Virtually every interspousal agreement contains a modification clause whereby the parties set forth procedures for subsequent enforceable modification. Many are constructed as follows:

No modification or waiver of any of the terms of this Agreement shall be valid unless: (1) in writing and executed by the party to be charged; or (2) ordered by a court of competent jurisdiction upon appropriate notice and upon an appropriate showing of changed circumstances as and if allowed under New Jersey law. The failure of either party to insist upon strict performance of any of the provisions of this Agreement shall not be deemed a waiver of any subsequent breach or default of any provision contained in this Agreement.

Note that there are two ways under this clause in which an agreement may be modified: (1) a subsequent writing; or (2) ordered by a court. As to the second, a court, generally, has the inherent power to modify support provisions of an agreement. Where an agreement restricts this power (such as would be the case in an agreement which contains a “non-modifiable” alimony obligation), the restriction will be upheld as long as it does not violate public policy.

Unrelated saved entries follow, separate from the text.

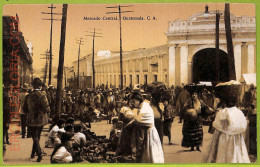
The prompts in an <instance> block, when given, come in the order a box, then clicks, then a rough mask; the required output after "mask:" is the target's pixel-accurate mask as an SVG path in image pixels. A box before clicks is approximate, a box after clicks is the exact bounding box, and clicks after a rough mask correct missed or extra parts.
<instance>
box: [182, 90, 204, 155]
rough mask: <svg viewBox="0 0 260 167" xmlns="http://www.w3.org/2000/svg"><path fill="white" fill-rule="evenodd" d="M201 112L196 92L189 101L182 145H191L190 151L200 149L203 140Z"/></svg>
mask: <svg viewBox="0 0 260 167" xmlns="http://www.w3.org/2000/svg"><path fill="white" fill-rule="evenodd" d="M200 112H201V103H200V101H199V99H198V94H197V93H196V92H194V93H193V94H192V99H190V100H188V101H187V104H186V111H185V114H184V115H185V116H184V123H183V128H182V134H183V139H182V144H181V146H182V147H190V148H191V149H190V151H195V150H194V147H196V150H197V151H200V146H201V145H202V140H203V129H202V123H201V121H200V119H199V114H200Z"/></svg>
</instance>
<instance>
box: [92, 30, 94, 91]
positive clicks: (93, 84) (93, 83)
mask: <svg viewBox="0 0 260 167" xmlns="http://www.w3.org/2000/svg"><path fill="white" fill-rule="evenodd" d="M94 63H95V28H94V33H93V48H92V72H93V82H92V84H93V85H92V87H93V88H95V64H94Z"/></svg>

However, for the purposes of this article, it is the first – modification by writing – as to which this article is addressed. Let’s take a look at the elements of the writing methodology:

(a)         A writing; and

(b)         Executed by the party to be charged.

The first element – a writing – is fairly straightforward – or is it? Generally speaking, an oral agreement will not suffice. Notwithstanding this expression by the parties, many if not most judges, nonetheless will honor an oral agreement coupled with a course of conduct over time. So, for instance, if the agreement provides for $1000 a month in alimony, and the parties subsequently orally agree on $1200 a month coupled with the payor’s payment and the payee’s acceptance, say, over a year, a court will most often than not honor that as an acceptable and enforceable modification.

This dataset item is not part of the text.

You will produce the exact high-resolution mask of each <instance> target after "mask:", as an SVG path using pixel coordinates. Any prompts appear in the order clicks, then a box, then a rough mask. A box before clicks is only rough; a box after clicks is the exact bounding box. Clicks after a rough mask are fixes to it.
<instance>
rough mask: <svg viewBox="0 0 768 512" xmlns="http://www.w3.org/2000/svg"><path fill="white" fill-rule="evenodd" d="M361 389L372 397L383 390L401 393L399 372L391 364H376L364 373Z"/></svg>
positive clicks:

Let’s move on to the second element – signed by the party to be charged. This means that both parties do not necessarily have to sign a writing, only the party against whom enforcement is sought. So, if the payor signs a letter to the payee agreeing to modify payments to a higher level, that (on its face) would seem to be binding. But it is not mutual. The last sentence of the clause would seem to obviate a lesser payment not accompanied by a writing.

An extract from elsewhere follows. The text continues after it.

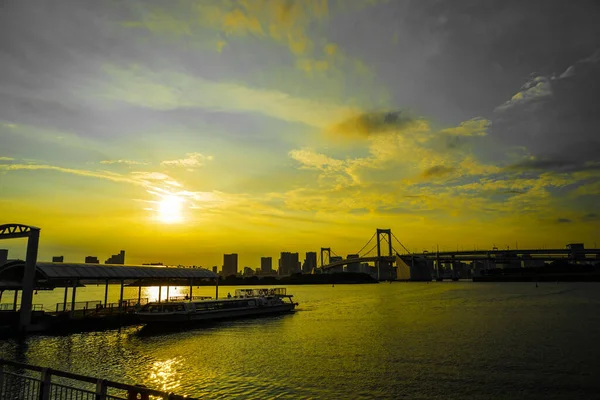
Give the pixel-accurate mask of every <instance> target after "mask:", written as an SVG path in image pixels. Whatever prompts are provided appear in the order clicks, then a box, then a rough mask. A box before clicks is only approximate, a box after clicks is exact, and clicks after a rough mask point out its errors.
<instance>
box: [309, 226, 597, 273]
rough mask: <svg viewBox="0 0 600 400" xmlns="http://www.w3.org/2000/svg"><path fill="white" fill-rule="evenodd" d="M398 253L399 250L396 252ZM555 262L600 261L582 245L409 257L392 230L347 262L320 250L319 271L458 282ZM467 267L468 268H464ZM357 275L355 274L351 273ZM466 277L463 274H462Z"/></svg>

So far, this is easy. Let’s complicate it a bit:

Alternative I: replace (1) contained in the above clause with the following:

In writing signed with the same formality as this Agreement.


This eliminates the signing by only one party. Moreover, since most agreements are witnessed and acknowledged (notarized), it (seemingly) requires those elements. Thus, on its face, while an exchange of emails would not seem to qualify as an enforceable modification, nonetheless, a court may well give credence to such a method.


Alternative II: add to the clause the following at the end:


All enforceable modifications must be in strict conformance with this provision. An oral agreement coupled with a subsequent course of conduct implementing the oral agreement, or a course of conduct by itself, will not constitute an enforceable modification.


A judge would be hard-pressed to avoid enforcement of such explicit language. Such additional language is a double-edged sword. It works both ways. While ensuring procedural certainty, it restricts post-agreement conduct flexibility.